Govt opens bidding for onshore oil and gas licenses

Tuesday 29 July 2014

Limited companies in the UK oil and gas sector are set to see demand for their services rise further, as the government moves to grant more fracking licenses.

Ministers have opened the bidding process for businesses wanting to secure a license to seek out onshore oil and gas.

Details are now available on how to apply to take the first step for starting drilling. However, a license does not equate to an absolute agreement and any further drilling applications will require planning permission, permits from the Environment Agency and sign-off from the Health and Safety Executive.

Business and energy minister Matthew Hancock said: "Unlocking shale gas in Britain has the potential to provide us with greater energy security, jobs and growth. We must act carefully, minimising risks, to explore how much of our large resource can be recovered to give the UK a new home-grown source of energy. As one of the cleanest fossil fuels, shale gas can be a key part of the UK’s answer to climate change and a bridge to a much greener future."
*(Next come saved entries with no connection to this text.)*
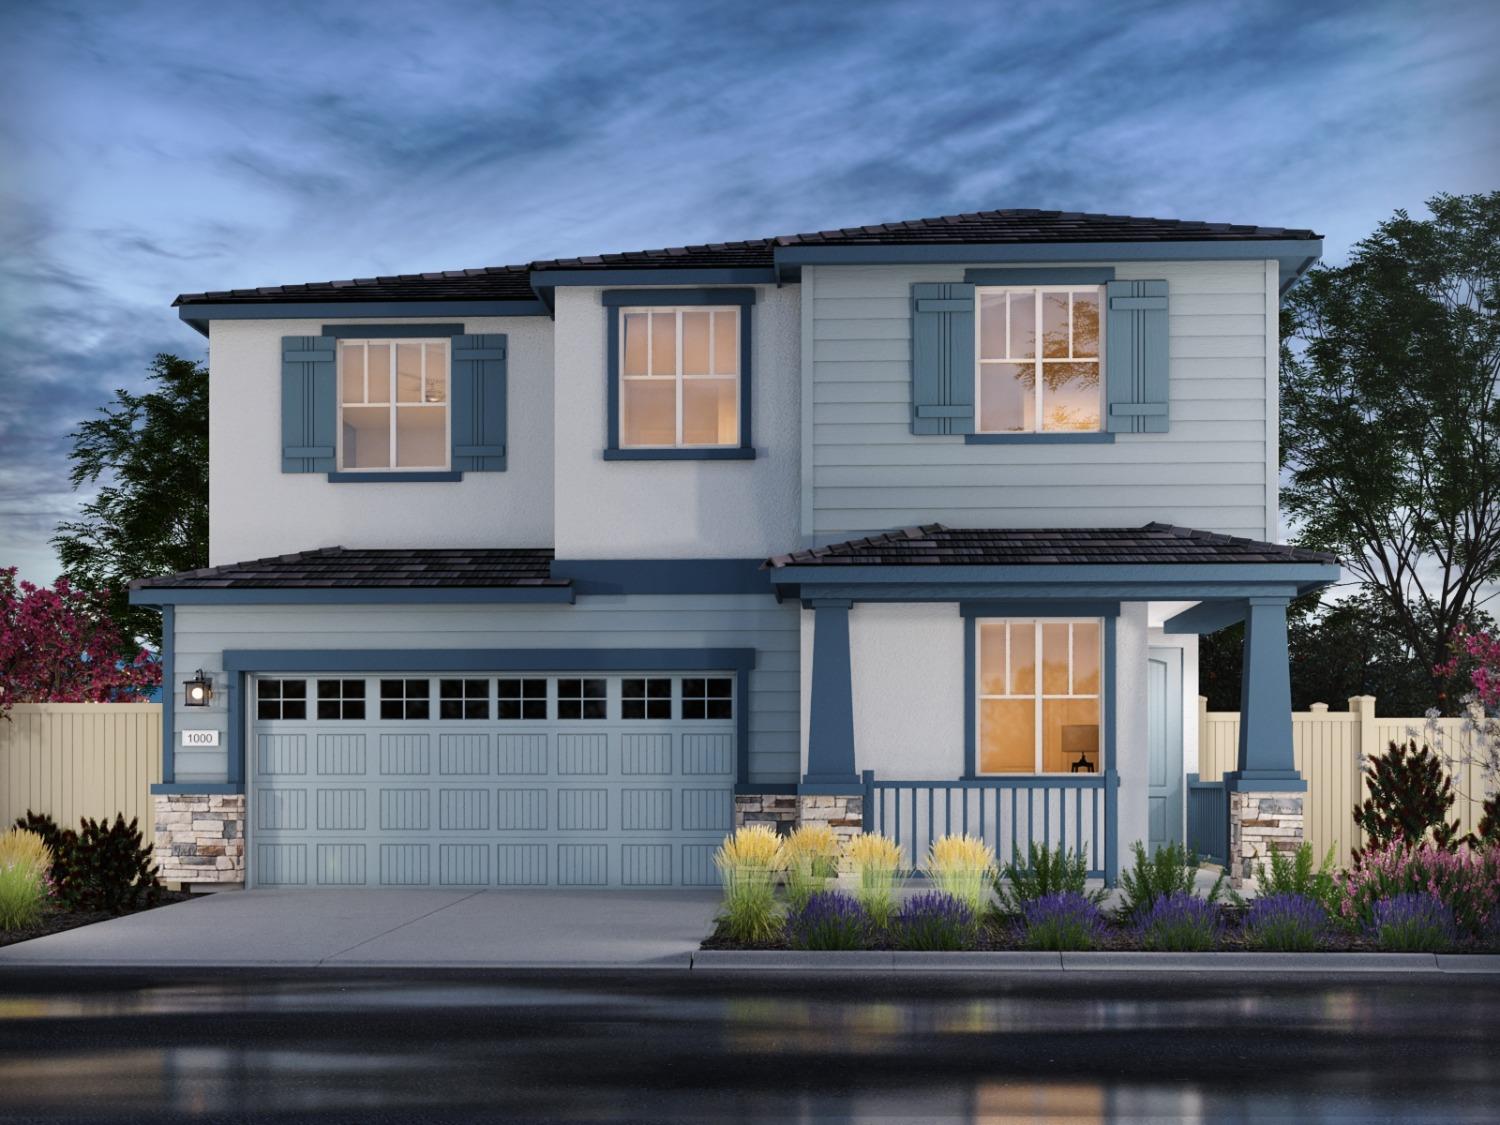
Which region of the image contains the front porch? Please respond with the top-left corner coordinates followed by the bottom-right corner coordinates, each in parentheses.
top-left (752, 525), bottom-right (1340, 884)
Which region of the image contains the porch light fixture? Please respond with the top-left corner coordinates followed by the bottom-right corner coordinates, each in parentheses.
top-left (184, 670), bottom-right (214, 707)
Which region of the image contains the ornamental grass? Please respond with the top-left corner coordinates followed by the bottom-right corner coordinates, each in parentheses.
top-left (0, 828), bottom-right (51, 879)
top-left (0, 829), bottom-right (51, 932)
top-left (713, 824), bottom-right (785, 943)
top-left (845, 833), bottom-right (908, 928)
top-left (781, 823), bottom-right (841, 911)
top-left (924, 834), bottom-right (997, 916)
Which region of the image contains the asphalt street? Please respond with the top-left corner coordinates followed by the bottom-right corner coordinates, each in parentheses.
top-left (0, 969), bottom-right (1494, 1123)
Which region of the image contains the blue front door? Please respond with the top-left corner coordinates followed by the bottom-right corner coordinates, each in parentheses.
top-left (1147, 647), bottom-right (1184, 853)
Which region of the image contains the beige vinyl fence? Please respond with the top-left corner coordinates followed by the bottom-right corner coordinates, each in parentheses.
top-left (1199, 695), bottom-right (1492, 864)
top-left (0, 703), bottom-right (161, 830)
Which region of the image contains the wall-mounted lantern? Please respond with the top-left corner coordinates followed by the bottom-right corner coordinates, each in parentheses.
top-left (184, 670), bottom-right (214, 707)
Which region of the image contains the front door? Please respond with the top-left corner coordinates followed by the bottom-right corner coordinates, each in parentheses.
top-left (1147, 647), bottom-right (1184, 853)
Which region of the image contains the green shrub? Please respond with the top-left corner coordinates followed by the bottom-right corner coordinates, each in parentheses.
top-left (0, 863), bottom-right (47, 931)
top-left (993, 843), bottom-right (1108, 915)
top-left (1117, 841), bottom-right (1224, 922)
top-left (1353, 740), bottom-right (1459, 851)
top-left (1251, 842), bottom-right (1340, 917)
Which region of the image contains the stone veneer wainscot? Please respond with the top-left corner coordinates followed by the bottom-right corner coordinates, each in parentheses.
top-left (1228, 790), bottom-right (1304, 887)
top-left (734, 794), bottom-right (864, 850)
top-left (153, 793), bottom-right (245, 888)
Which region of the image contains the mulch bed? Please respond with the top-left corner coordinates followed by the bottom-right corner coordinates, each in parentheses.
top-left (0, 892), bottom-right (193, 949)
top-left (702, 917), bottom-right (1499, 953)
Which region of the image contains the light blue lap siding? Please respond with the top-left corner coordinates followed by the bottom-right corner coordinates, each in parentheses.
top-left (170, 594), bottom-right (802, 787)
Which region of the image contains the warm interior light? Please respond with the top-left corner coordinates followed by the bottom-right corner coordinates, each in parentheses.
top-left (183, 671), bottom-right (213, 707)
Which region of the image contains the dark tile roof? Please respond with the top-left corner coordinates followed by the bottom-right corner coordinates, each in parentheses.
top-left (764, 524), bottom-right (1337, 569)
top-left (131, 547), bottom-right (565, 590)
top-left (175, 208), bottom-right (1320, 306)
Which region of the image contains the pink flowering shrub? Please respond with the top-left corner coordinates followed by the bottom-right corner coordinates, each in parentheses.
top-left (0, 568), bottom-right (159, 716)
top-left (1336, 839), bottom-right (1500, 938)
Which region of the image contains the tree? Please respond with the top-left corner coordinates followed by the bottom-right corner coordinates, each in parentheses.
top-left (53, 354), bottom-right (208, 650)
top-left (0, 568), bottom-right (160, 717)
top-left (1280, 192), bottom-right (1500, 709)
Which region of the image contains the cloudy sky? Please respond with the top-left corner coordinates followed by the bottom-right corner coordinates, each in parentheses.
top-left (1, 0), bottom-right (1496, 583)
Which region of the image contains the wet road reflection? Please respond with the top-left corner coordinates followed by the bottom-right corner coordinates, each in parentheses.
top-left (0, 971), bottom-right (1494, 1122)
In addition to opening up the licensing bidding process, communities minister Lord Ahmad of Wimbledon sought to clarify the government's approach to unconventional hydrocarbons.
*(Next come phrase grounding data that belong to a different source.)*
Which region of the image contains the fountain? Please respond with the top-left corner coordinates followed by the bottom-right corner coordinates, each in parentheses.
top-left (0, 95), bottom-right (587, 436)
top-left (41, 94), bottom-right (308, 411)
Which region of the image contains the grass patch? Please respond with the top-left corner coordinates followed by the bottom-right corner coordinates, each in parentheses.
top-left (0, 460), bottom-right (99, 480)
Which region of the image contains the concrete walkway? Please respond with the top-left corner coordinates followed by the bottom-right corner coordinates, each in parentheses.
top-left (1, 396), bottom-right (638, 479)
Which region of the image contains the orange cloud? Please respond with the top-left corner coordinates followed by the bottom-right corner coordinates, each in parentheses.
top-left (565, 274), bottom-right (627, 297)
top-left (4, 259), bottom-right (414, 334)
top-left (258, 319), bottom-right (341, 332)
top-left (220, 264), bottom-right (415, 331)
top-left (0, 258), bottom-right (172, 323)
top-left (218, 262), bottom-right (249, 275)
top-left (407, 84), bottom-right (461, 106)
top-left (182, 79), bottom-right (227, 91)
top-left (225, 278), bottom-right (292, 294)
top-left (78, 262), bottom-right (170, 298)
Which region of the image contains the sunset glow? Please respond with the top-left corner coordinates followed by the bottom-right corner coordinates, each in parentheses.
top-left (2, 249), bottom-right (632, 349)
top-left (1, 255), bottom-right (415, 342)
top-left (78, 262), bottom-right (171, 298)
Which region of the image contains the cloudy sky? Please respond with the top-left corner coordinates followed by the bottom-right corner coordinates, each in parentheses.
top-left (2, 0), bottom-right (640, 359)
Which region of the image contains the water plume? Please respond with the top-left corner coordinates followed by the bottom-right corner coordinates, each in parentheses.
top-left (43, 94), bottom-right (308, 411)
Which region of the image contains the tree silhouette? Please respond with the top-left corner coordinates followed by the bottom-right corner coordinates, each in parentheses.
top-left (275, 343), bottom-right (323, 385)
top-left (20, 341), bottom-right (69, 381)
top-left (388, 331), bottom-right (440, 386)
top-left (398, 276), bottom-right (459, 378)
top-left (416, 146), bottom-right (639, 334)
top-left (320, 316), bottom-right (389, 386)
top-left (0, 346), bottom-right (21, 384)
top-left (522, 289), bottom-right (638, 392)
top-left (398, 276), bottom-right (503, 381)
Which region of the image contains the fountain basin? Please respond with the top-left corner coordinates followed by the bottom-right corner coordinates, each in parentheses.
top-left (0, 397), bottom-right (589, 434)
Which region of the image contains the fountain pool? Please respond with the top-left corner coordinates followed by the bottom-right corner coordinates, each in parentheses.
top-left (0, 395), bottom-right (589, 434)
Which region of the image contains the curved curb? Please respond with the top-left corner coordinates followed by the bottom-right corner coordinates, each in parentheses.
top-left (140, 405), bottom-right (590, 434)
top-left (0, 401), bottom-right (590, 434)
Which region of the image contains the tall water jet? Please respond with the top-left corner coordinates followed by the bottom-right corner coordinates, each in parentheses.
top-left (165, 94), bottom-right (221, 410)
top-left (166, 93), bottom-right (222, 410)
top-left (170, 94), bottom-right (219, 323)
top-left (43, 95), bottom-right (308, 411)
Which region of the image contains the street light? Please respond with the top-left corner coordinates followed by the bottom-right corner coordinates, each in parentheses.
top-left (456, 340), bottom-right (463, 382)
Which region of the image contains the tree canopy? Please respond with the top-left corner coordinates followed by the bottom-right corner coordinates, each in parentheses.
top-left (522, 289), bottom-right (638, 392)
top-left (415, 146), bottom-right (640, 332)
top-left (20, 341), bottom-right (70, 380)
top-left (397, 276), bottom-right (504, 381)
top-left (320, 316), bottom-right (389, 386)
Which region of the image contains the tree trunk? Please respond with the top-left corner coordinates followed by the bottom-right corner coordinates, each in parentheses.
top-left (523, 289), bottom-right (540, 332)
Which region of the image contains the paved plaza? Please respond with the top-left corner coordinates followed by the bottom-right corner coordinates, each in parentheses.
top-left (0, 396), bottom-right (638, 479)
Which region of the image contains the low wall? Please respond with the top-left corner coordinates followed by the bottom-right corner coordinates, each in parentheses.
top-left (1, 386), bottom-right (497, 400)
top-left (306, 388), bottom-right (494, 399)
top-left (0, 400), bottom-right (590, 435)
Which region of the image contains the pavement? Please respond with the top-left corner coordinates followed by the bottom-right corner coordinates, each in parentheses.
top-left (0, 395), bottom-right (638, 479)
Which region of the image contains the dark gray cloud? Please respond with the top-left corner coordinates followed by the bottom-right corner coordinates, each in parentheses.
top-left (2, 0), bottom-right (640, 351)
This was done in the form of additional planning guidance for areas of outstanding natural beauty, world heritage sites, national parks and the broads.

Lord Ahmad claims this will help to protect Britain's environment and ensure operational best practices are followed.

"Ultimately, done right, speeding up shale will mean more jobs and opportunities for people and help ensure long-term economic and energy security for our country," Mr Hancock said.

In order to ensure businesses are following the rules relating to unconventional hydrocarbons, communities secretary Eric Pickles will be giving consideration to recovering planning appeals arising from these types of developments for the next 12 months and potentially beyond.

Lord Ahmad commented: "Effective exploration and testing of the UK’s unconventional gas resources is key to understanding the potential for this industry – so the government is creating the right framework to accelerate unconventional oil and gas development in a responsible and sustainable way."

The Department of Energy and Climate Change will also require statements of Environmental Awareness to be submitted with licensing applications to the areas identified by Lord Ahmed. This is in order to demonstrate that the company understands the environmental sensitivities relevant to the area proposed.

The increase in fracking is sure to drum up demand for contractors in the oil and gas sector.

However, the market is incredibly competitive, with international hotspots such as Houston attracting many limited companies overseas.

Consequently, organisations embarking on fracking activities in the UK will need to ensure they can source the talent they need.

Businesses will also need to be aware of public backlash, as there is fierce opposition to increasing fracking in Britain. Critics say the new proposals give Eric Pickles the power to overrule local authorities to allow fracking in beauty spots.